Si nous faisons cette remarque, c’est pour bien montrer que tout se tient dans nos expériences ; qu’elles ont une logique inflexible, dont nous ne nous sommes souvent pas doutés, et qui est supérieure à celle de nos esprits, car c’est celle de la nature ; et qu’enfin, dans ce vaste ensemble de recherches sur l’esthésiogénie, qui ne compte pas moins de cent expériences, il n’y a pas une seule lacune. Loin de là ; les phénomènes que nous avons cru découvrir dans les dernières expériences étaient déjà présents, sous une forme rudimentaire, il est vrai, mais sous une forme nettement caractérisée, dans les premières expériences de la série, qui auront bientôt une année de date.
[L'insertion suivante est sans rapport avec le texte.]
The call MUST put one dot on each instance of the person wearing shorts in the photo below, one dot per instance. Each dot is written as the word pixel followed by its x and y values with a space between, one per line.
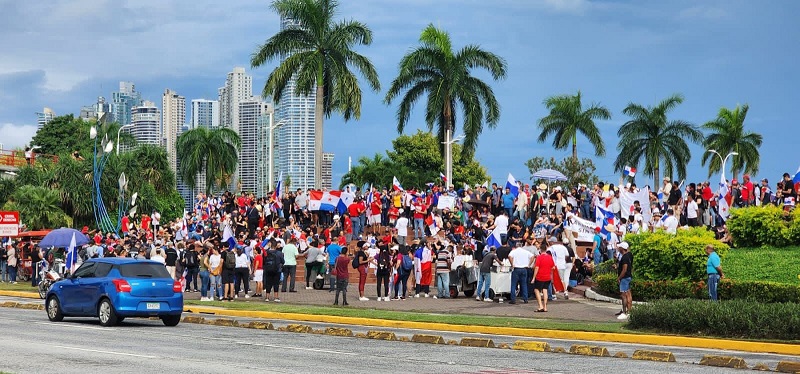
pixel 542 276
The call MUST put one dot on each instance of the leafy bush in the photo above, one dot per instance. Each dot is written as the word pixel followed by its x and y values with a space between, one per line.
pixel 728 319
pixel 660 255
pixel 644 290
pixel 764 225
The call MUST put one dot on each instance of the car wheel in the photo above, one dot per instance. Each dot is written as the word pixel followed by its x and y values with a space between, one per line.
pixel 171 320
pixel 54 310
pixel 106 313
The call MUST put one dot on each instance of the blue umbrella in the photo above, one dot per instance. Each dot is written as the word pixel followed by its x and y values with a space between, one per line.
pixel 60 238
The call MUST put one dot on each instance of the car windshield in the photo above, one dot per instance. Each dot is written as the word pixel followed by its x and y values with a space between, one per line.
pixel 143 270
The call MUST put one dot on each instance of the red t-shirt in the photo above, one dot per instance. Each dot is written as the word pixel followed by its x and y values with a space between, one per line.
pixel 545 264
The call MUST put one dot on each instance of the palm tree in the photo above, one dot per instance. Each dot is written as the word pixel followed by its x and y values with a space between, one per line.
pixel 215 151
pixel 728 135
pixel 445 76
pixel 648 136
pixel 567 118
pixel 318 52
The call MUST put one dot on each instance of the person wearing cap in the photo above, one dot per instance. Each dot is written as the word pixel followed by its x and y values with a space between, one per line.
pixel 624 276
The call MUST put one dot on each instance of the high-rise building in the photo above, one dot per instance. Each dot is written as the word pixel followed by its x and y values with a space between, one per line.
pixel 296 137
pixel 205 113
pixel 146 124
pixel 173 109
pixel 238 87
pixel 123 102
pixel 250 129
pixel 45 116
pixel 327 170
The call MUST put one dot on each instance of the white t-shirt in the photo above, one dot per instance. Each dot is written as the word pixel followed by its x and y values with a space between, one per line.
pixel 501 224
pixel 560 254
pixel 520 257
pixel 402 226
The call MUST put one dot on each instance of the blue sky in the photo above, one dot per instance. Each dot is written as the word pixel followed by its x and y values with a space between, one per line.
pixel 63 54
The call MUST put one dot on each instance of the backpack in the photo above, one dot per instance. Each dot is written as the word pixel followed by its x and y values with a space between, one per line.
pixel 407 264
pixel 271 263
pixel 230 260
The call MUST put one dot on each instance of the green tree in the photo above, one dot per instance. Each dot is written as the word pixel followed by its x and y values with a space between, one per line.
pixel 660 143
pixel 567 118
pixel 445 76
pixel 318 52
pixel 577 171
pixel 215 151
pixel 727 134
pixel 39 207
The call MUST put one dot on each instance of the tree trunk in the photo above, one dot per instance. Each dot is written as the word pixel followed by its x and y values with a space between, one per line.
pixel 318 113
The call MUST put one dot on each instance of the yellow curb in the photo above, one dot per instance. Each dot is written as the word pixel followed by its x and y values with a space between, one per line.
pixel 526 345
pixel 589 350
pixel 659 340
pixel 724 361
pixel 477 342
pixel 659 356
pixel 788 367
pixel 24 294
pixel 429 339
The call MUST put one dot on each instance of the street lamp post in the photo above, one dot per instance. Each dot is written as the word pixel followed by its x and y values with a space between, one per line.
pixel 271 129
pixel 724 160
pixel 448 154
pixel 118 132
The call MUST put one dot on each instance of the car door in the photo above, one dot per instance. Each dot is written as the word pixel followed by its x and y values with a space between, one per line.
pixel 70 289
pixel 92 287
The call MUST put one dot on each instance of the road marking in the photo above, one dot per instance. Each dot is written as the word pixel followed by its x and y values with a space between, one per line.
pixel 105 352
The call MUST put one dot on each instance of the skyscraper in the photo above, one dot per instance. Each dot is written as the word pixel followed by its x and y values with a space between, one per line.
pixel 238 87
pixel 250 127
pixel 45 116
pixel 205 113
pixel 123 102
pixel 146 121
pixel 173 109
pixel 296 137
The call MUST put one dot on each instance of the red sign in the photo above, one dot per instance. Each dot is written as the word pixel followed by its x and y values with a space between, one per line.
pixel 9 223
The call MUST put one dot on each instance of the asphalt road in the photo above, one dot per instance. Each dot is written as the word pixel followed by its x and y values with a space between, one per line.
pixel 32 344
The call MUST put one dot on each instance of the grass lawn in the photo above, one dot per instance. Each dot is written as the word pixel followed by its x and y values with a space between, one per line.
pixel 470 320
pixel 763 264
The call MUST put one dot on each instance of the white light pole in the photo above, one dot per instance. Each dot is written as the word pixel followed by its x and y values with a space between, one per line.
pixel 724 160
pixel 271 129
pixel 118 132
pixel 448 155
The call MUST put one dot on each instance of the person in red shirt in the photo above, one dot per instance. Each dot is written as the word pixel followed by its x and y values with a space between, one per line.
pixel 542 276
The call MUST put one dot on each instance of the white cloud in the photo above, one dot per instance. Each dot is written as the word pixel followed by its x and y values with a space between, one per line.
pixel 16 136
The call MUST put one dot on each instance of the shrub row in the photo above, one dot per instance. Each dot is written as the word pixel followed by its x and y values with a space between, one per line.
pixel 728 319
pixel 660 255
pixel 646 290
pixel 764 226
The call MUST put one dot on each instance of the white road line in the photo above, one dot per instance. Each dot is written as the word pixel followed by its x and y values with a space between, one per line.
pixel 105 352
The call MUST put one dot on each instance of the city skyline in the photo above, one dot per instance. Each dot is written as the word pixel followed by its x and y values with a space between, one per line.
pixel 717 53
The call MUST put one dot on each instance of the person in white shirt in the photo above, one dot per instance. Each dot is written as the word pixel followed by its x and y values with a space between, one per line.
pixel 563 262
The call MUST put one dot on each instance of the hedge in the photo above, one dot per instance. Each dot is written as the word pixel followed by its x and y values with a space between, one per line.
pixel 646 290
pixel 729 319
pixel 660 255
pixel 764 226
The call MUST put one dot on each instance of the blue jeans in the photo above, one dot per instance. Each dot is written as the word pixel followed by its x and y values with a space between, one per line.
pixel 713 282
pixel 484 283
pixel 443 285
pixel 518 278
pixel 205 282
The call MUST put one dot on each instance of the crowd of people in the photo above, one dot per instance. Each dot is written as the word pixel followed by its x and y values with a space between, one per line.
pixel 230 242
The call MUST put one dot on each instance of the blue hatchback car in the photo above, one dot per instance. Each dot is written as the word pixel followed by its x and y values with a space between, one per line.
pixel 115 288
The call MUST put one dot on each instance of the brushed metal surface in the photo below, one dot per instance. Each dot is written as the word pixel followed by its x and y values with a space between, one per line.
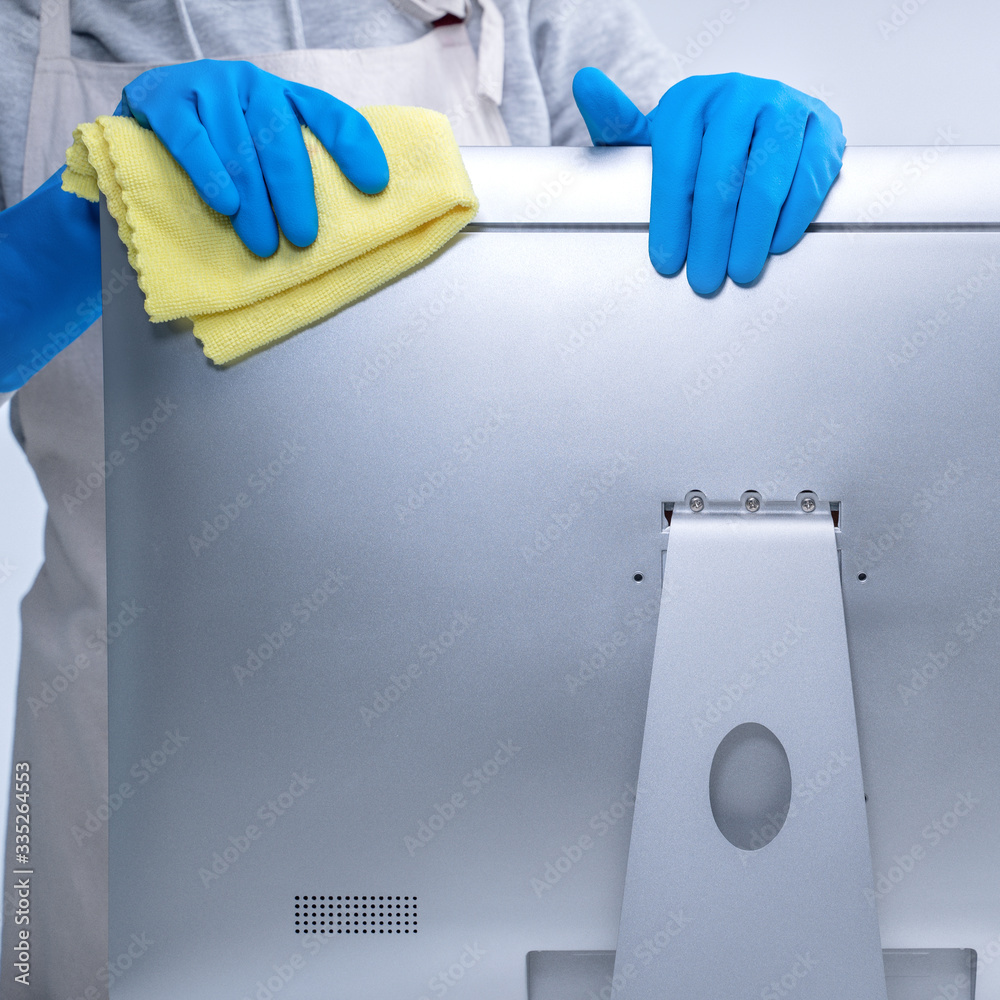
pixel 753 636
pixel 459 478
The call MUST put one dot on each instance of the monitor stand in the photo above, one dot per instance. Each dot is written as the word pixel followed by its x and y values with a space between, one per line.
pixel 749 862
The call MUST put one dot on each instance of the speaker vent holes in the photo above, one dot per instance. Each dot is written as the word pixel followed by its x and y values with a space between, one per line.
pixel 355 915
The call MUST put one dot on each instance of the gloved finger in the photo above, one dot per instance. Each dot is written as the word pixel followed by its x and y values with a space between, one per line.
pixel 774 155
pixel 818 166
pixel 611 118
pixel 182 132
pixel 676 132
pixel 229 133
pixel 724 152
pixel 284 162
pixel 346 135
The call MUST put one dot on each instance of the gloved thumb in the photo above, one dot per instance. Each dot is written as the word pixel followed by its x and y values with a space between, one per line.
pixel 611 118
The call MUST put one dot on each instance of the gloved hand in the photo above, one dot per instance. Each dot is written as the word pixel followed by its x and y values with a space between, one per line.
pixel 50 259
pixel 740 167
pixel 235 130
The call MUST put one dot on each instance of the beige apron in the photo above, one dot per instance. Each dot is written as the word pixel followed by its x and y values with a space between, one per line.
pixel 61 723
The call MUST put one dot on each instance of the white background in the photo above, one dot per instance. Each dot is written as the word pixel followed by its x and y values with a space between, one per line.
pixel 939 69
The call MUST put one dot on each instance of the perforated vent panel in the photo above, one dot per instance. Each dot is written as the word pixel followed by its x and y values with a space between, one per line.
pixel 355 914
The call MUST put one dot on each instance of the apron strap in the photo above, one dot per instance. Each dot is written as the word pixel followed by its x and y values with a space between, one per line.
pixel 54 30
pixel 489 83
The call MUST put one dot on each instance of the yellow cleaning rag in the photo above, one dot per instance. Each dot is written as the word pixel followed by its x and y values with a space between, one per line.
pixel 190 263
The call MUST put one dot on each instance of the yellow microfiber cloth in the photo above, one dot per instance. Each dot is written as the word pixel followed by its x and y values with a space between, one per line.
pixel 191 264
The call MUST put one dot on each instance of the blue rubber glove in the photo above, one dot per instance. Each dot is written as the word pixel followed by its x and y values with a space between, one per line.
pixel 50 259
pixel 234 129
pixel 740 167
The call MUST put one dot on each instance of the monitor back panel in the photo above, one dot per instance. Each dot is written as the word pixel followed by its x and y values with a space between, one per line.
pixel 376 709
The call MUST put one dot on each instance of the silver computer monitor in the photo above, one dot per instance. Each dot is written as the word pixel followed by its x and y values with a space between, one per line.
pixel 382 716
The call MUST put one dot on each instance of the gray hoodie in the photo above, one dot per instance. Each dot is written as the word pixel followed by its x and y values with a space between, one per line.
pixel 547 41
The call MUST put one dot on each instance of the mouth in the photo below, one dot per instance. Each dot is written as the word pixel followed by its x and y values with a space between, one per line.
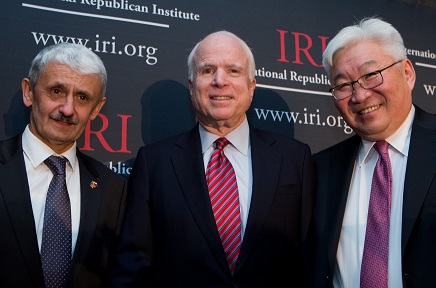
pixel 64 120
pixel 220 97
pixel 368 110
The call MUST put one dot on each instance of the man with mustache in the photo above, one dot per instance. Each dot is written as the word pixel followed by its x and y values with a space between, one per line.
pixel 45 179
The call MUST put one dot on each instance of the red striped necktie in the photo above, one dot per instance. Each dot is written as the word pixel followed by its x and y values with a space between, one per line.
pixel 224 197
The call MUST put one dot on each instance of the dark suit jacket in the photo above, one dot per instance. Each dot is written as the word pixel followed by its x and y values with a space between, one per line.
pixel 334 167
pixel 102 210
pixel 170 238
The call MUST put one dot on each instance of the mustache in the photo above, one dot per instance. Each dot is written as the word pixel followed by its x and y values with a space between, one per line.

En voici un exemple. On se rappelle que l’aimant est capable de transférer les mouvements de l’écriture. Si on donne à la somnambule la suggestion de faire des chiffres avec sa main droite et qu’on approche de cette main un aimant, voici ce qui se passe ; la malade se met à tracer des chiffres, avec sa main droite ; au bout de quelque temps, elle s’arrête, hésite, passe la plume dans la main gauche, et trace avec la main gauche une série de chiffres, qui sont renversés et disposés de gauche à droite, ainsi que le veut la symétrie. Ce transfert de l’impulsion d’écrire est certainement le fait le plus saillant de l’observation, c’est le seul qui attire le regard. Cependant il se passe quelque chose d’intéressant du côté de la main droite, quand cette main est devenue immobile ; seulement c’est là un de ces phénomènes qu’il faut chercher. Nous avions simplement constaté, au début, que pendant que la main gauche écrivait, la main droite était devenue incapable d’écrire ; et nous avions tenu compte de cette particularité en disant : « la malade est devenue gauchère de la main droite ». C’est la formule qu’on retrouvera dans notre premier travail[1].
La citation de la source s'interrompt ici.